Pan-at-lee crept stealthily along the rim of the Kor-ul-lul.
Just where her father and brothers would watch she did not know.
Sometimes their spies remained upon the rim, sometimes they watched
from the gorge's bottom. Pan-at-lee was at a loss to know what to
do or where to go. She felt very small and helpless alone in the
vast darkness of the night. Strange noises fell upon her ears. They
came from the lonely reaches of the towering mountains above her,
from far away in the invisible valley and from the nearer foothills
and once, in the distance, she heard what she thought was the bellow
of a bull gryf. It came from the direction of the Kor-ul-gryf. She
shuddered.
Presently there came to her keen ears another sound. Something
approached her along the rim of the gorge. It was coming from above.
She halted, listening.
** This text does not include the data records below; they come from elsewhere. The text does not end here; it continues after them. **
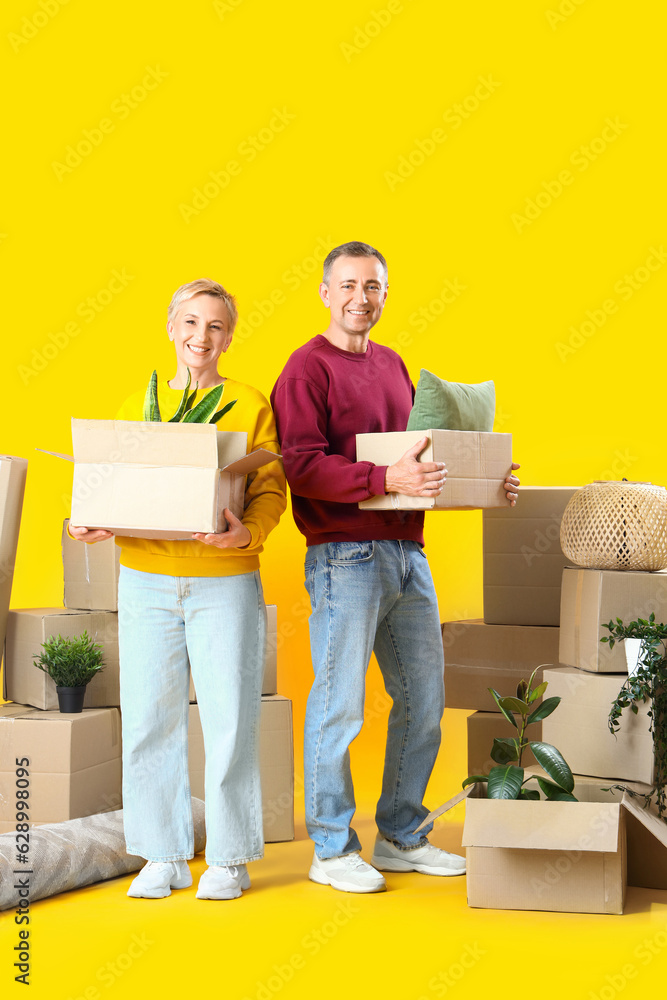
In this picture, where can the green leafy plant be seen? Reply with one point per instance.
(507, 779)
(70, 662)
(187, 413)
(647, 684)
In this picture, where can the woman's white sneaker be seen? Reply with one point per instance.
(157, 878)
(349, 873)
(223, 882)
(428, 860)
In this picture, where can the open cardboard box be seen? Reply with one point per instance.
(158, 480)
(568, 857)
(478, 462)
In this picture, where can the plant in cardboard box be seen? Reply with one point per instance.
(647, 683)
(71, 663)
(186, 413)
(507, 779)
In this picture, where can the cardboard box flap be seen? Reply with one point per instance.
(646, 817)
(254, 460)
(528, 825)
(137, 442)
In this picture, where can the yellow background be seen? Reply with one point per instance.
(338, 98)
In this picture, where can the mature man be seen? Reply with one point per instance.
(368, 579)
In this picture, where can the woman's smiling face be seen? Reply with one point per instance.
(201, 332)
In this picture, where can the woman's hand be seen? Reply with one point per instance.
(88, 535)
(237, 535)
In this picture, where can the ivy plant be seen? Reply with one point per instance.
(203, 413)
(507, 779)
(648, 684)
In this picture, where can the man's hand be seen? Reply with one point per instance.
(512, 486)
(237, 535)
(88, 535)
(416, 479)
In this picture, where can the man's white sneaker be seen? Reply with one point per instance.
(428, 860)
(157, 878)
(349, 873)
(223, 882)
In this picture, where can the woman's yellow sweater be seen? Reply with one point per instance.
(264, 498)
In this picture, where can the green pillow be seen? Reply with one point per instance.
(452, 406)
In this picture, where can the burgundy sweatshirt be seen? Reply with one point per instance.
(323, 398)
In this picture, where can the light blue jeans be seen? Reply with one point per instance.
(371, 596)
(216, 627)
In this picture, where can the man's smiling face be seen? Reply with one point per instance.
(355, 294)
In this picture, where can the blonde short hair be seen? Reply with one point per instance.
(203, 286)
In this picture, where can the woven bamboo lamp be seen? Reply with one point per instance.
(616, 525)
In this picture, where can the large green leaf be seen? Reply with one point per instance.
(515, 705)
(151, 407)
(226, 408)
(504, 750)
(548, 706)
(473, 778)
(538, 692)
(505, 782)
(177, 417)
(497, 698)
(553, 763)
(205, 408)
(554, 792)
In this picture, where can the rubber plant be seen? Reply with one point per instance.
(507, 780)
(647, 684)
(203, 413)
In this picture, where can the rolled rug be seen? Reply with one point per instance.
(73, 854)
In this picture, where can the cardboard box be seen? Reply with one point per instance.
(75, 762)
(523, 560)
(90, 573)
(276, 764)
(12, 487)
(477, 465)
(28, 628)
(158, 480)
(270, 682)
(483, 728)
(579, 727)
(479, 656)
(593, 597)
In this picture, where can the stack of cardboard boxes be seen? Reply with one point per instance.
(76, 759)
(556, 855)
(523, 565)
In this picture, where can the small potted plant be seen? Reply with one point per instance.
(646, 683)
(71, 663)
(507, 779)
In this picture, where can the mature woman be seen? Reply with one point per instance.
(196, 606)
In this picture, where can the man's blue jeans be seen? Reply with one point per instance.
(371, 596)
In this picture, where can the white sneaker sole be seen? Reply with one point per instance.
(394, 865)
(317, 876)
(232, 893)
(181, 883)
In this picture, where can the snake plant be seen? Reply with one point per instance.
(203, 413)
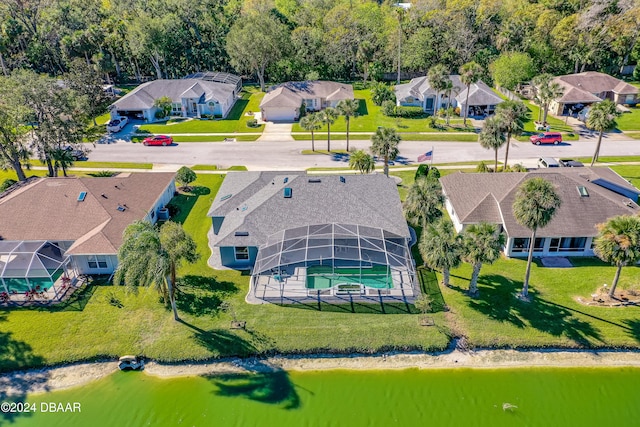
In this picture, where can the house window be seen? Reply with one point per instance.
(242, 253)
(521, 244)
(568, 244)
(97, 261)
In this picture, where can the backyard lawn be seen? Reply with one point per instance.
(107, 321)
(236, 121)
(370, 117)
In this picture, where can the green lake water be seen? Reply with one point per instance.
(447, 397)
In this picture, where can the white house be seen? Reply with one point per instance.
(418, 92)
(64, 227)
(283, 102)
(589, 197)
(191, 97)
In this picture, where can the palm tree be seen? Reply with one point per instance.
(534, 207)
(150, 256)
(362, 161)
(618, 243)
(469, 74)
(437, 77)
(440, 247)
(328, 117)
(491, 137)
(311, 122)
(385, 144)
(602, 117)
(511, 115)
(546, 91)
(348, 108)
(481, 244)
(424, 201)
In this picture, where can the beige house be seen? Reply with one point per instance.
(586, 88)
(54, 228)
(589, 196)
(283, 102)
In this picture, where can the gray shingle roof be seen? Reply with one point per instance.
(257, 204)
(144, 95)
(471, 194)
(291, 94)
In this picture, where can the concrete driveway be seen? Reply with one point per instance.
(276, 132)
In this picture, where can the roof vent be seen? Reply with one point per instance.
(582, 190)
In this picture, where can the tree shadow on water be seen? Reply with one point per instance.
(14, 387)
(261, 383)
(497, 301)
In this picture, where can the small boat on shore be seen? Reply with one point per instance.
(130, 363)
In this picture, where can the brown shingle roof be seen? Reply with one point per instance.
(49, 209)
(469, 194)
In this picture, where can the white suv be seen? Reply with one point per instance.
(117, 124)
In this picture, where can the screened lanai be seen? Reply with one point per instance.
(32, 265)
(334, 259)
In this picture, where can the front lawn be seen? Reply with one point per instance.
(370, 118)
(629, 121)
(236, 121)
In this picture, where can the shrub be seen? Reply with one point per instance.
(6, 184)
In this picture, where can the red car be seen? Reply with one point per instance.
(546, 138)
(163, 140)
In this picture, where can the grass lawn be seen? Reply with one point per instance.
(629, 121)
(370, 117)
(236, 121)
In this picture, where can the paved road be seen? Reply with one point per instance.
(285, 155)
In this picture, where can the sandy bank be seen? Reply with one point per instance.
(49, 379)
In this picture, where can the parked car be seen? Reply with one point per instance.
(570, 163)
(546, 138)
(76, 153)
(117, 124)
(548, 162)
(163, 140)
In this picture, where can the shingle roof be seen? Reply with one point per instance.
(470, 195)
(49, 209)
(257, 204)
(291, 94)
(144, 95)
(479, 94)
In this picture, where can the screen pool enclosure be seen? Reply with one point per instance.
(334, 259)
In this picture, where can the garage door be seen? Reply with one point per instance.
(275, 114)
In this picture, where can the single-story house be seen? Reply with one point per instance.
(309, 235)
(190, 97)
(586, 88)
(58, 228)
(283, 102)
(589, 197)
(418, 92)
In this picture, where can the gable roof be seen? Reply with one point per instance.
(49, 209)
(479, 94)
(143, 96)
(253, 202)
(581, 87)
(291, 94)
(477, 197)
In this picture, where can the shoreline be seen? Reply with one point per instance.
(42, 380)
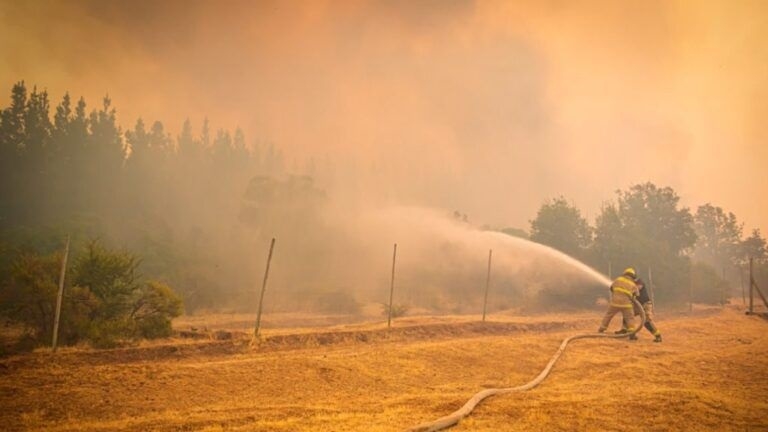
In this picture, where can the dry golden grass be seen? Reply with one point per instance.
(710, 373)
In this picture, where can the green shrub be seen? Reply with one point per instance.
(107, 304)
(398, 310)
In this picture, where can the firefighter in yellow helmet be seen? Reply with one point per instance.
(623, 290)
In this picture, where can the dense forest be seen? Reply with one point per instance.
(702, 255)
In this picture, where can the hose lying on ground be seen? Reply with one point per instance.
(453, 418)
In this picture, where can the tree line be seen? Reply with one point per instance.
(703, 252)
(146, 210)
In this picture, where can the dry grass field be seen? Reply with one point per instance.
(710, 373)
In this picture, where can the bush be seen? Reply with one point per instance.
(398, 310)
(107, 304)
(153, 310)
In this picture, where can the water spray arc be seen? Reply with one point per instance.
(453, 418)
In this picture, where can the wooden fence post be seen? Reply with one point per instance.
(650, 286)
(392, 288)
(263, 288)
(487, 283)
(60, 296)
(751, 285)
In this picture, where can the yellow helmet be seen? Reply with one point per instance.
(629, 271)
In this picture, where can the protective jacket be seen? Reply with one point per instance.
(622, 291)
(642, 296)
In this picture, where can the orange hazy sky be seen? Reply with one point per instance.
(487, 107)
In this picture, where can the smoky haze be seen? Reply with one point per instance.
(488, 108)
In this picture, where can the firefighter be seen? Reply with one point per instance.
(623, 290)
(645, 300)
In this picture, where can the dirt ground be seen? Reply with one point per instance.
(710, 373)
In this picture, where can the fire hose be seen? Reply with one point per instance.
(453, 418)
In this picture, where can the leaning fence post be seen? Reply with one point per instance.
(391, 287)
(751, 285)
(60, 295)
(741, 279)
(487, 283)
(263, 288)
(650, 286)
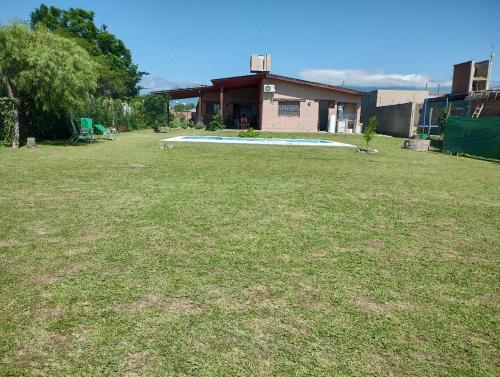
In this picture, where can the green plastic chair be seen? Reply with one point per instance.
(106, 132)
(86, 124)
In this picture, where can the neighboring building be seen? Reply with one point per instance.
(275, 103)
(471, 77)
(470, 95)
(397, 111)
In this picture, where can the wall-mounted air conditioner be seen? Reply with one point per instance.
(269, 88)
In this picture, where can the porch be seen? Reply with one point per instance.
(237, 99)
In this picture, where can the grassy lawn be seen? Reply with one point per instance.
(121, 258)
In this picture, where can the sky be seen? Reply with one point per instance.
(361, 44)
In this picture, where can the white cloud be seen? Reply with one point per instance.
(360, 78)
(156, 83)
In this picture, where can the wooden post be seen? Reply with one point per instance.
(30, 142)
(168, 112)
(430, 121)
(221, 101)
(358, 117)
(199, 110)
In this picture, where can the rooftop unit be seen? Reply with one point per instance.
(260, 63)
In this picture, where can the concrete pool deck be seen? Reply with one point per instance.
(258, 141)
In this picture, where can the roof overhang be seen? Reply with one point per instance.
(240, 82)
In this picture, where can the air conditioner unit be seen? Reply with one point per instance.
(269, 88)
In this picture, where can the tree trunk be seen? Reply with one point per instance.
(10, 93)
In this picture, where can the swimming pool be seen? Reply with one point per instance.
(258, 140)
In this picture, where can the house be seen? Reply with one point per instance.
(470, 97)
(398, 112)
(271, 102)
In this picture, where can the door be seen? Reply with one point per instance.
(323, 115)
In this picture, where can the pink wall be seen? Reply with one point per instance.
(309, 107)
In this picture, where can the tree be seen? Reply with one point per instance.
(184, 106)
(370, 129)
(442, 118)
(42, 70)
(117, 75)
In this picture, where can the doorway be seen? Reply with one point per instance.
(323, 115)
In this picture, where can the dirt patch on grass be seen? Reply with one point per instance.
(375, 244)
(387, 308)
(259, 296)
(177, 306)
(312, 300)
(368, 306)
(49, 279)
(137, 363)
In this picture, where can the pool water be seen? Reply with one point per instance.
(258, 140)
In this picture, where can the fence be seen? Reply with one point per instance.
(475, 136)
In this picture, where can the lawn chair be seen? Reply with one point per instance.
(86, 125)
(79, 133)
(106, 132)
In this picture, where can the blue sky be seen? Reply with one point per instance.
(366, 43)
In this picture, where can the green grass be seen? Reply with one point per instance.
(121, 258)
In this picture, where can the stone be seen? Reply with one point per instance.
(30, 142)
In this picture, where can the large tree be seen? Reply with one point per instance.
(44, 71)
(118, 75)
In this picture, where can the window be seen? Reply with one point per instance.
(212, 108)
(289, 108)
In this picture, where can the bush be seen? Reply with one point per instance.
(7, 119)
(217, 123)
(155, 112)
(248, 133)
(181, 123)
(370, 129)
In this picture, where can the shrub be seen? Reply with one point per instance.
(7, 120)
(217, 123)
(370, 129)
(155, 112)
(250, 132)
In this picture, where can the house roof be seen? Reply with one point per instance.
(247, 81)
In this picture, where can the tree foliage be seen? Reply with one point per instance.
(184, 106)
(443, 118)
(43, 71)
(117, 75)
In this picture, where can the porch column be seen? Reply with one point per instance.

Perhaps it was her father, or a brother.
It was coming closer. She strained her eyes through the darkness.
She did not move--she scarcely breathed. And then, of a sudden,
quite close it seemed, there blazed through the black night two
yellow-green spots of fire.
Pan-at-lee was brave, but as always with the primitive, the darkness
held infinite terrors for her. Not alone the terrors of the known
but more frightful ones as well--those of the unknown. She had
passed through much this night and her nerves were keyed to the
highest pitch--raw, taut nerves, they were, ready to react in an
exaggerated form to the slightest shock.